Let $X_i$ be a random sample from a standard exponential distribution.
The goal is to find $p$ such that
$$n^p X_{(2)} \to c >0$$
in probability, where $X_{(2)}$ is the second order statistic (ie. second lowest value) of the sample.
I'm stumped. I've tried two different ways of attack:
Use the fact that $F(X_{(2)})=_d U_{(2)}$ where $U_{(2)}$ is the order statistic of a uniform random sample. Once I find the distribution of $U_{(2)}$ I can then transform back to $X_{(2)}$ since it's CDF is invertible.
Use Renyi representation to write $X_{(2)} =_d \frac{Z_1}{n} + \frac{Z_2}{n-1}$ where $Z_i$ are independent $\exp (1)$ random variables.

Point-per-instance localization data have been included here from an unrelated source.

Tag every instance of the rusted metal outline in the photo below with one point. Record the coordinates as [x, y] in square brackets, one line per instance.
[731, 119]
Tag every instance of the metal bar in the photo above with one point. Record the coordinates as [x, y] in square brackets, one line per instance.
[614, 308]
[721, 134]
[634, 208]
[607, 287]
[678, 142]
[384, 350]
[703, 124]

When I try either method, I just get lost in algebra with no clear way of linking it back to $n^p$.
For $t > 0$, $\mathbb P(X_{(2)} > t)$ is the probability that there is at most one member of the sample $\le t$, which is $$e^{-tn} + n (1-e^{-t})e^{-(n-1)t} $$ That is, the CDF for $X_{(2)}$ is $$F_{(2)}(t) = 1 - e^{-tn} - n (1-e^{-t})e^{-(n-1)t} $$ In particular, for each positive constant $c$, $$\eqalign{F_{(2)}(c/n) &= 1 - e^{-c} - n (1 - e^{-c/n}) e^{c(1-1/n)}\cr &= 1 - (1+c) e^{-c} + O(1/n)\ \text{as $n \to \infty$}} $$ That says $n X_{(2)}$ tends in distribution to a nontrivial limit (not a constant, though).